Brendan wrote:
Doh - sorry, I must've mis-counted. ::)
That's ok, happens to me all the time.
I just wish there was a "15 year rule", where any bad hardware descisions from 15 years or more ago is dropped from the architecture. That way would could get rid of ISA, the ISA holes and A20 gate completely (and possibly even get rid of the PIC, floppy drive controller and ISA DMA chips too).
I can imagine someone in the year 3006 trying to explain why the A20 gate, etc still exists...
I'm designing my OS for purely new technology that'll be common in some 5-10 years for most computers. That way, you plain ignore the old quirky stuff.

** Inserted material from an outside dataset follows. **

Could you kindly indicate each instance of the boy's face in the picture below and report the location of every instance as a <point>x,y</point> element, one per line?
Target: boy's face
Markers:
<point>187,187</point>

Add to that a boot loader that abstracts this odd stuff to a normal layer and you've reduced the OS creation story to a short one.

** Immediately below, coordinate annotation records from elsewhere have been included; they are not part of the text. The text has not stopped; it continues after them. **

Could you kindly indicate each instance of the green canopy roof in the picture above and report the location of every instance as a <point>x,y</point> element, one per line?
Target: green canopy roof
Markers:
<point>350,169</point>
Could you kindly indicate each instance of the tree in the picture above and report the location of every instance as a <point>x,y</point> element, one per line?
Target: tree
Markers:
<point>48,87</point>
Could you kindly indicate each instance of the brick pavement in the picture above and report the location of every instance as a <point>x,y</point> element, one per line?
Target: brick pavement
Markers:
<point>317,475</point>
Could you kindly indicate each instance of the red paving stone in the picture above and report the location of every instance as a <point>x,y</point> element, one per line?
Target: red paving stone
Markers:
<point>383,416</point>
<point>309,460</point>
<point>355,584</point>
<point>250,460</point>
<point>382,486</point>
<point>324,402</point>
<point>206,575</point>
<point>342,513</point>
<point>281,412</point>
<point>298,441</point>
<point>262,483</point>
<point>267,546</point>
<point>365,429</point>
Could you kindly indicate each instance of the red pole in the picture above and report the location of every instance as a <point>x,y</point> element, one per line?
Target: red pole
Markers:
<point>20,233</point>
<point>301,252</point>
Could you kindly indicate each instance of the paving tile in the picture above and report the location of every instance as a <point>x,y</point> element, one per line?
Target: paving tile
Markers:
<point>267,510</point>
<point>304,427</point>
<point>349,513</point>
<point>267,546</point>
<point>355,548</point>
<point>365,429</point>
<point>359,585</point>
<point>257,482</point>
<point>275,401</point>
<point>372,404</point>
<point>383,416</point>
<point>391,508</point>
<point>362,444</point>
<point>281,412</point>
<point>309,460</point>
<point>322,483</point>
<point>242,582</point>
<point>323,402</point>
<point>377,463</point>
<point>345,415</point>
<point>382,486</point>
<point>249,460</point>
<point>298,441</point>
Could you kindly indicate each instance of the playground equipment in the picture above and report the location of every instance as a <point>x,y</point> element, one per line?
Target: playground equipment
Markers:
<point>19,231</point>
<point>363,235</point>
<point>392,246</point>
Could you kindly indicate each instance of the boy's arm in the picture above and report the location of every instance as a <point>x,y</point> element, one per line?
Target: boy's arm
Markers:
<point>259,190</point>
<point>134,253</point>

Hardware items I'm going to support directly:
AC97 audio
not decided on video yet, probably one ATI and one Nvidia driver (no intel, don't have any computers with intel video cards and they don't make chipsets for amd processors)
Realtek 8139/8169 network (responsible for a large portion of network cards, and if you don't have one they're cheap as chips)

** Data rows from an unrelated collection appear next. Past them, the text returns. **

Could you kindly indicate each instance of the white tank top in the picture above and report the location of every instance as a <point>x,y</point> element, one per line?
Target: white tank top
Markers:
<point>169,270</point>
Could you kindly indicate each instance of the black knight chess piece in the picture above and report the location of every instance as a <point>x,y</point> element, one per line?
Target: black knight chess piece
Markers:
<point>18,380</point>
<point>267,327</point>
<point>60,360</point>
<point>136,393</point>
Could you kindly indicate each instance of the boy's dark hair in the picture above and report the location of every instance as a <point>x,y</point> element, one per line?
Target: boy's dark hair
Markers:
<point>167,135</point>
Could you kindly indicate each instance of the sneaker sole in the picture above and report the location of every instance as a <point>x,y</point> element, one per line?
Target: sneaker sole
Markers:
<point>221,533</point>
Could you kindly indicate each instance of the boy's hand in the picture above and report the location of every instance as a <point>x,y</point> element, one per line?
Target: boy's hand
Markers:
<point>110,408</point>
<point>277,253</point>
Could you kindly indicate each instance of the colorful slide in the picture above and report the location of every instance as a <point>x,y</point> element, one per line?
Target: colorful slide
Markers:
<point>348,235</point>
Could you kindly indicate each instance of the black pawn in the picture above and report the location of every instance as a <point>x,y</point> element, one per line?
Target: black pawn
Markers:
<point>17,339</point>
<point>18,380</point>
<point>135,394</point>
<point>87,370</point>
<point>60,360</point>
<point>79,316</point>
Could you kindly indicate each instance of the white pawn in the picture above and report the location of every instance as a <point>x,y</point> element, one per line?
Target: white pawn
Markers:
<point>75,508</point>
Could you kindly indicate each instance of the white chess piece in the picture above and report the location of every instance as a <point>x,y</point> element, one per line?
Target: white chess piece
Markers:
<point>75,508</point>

AMD64 only (so everything can be handled the exact way I want it to, such as the IST handling etc.)
USB keyboard and mouse (no ps2, no quirky stuff)
USB storage (SCSI RBC and ATAPI), harddisks and ATAPI devices (mainly cdrom/dvdrom etc).
That should be the full list. Note that it doesn't include any really legacy hardware. It is a list that pretty much describes a new computer as bought by the average consumer, which is what I'll be aiming for to have a released OS for in 2010.
In short, make your own limit what you won't support, because the legacy old stuff will only become older and more legacy.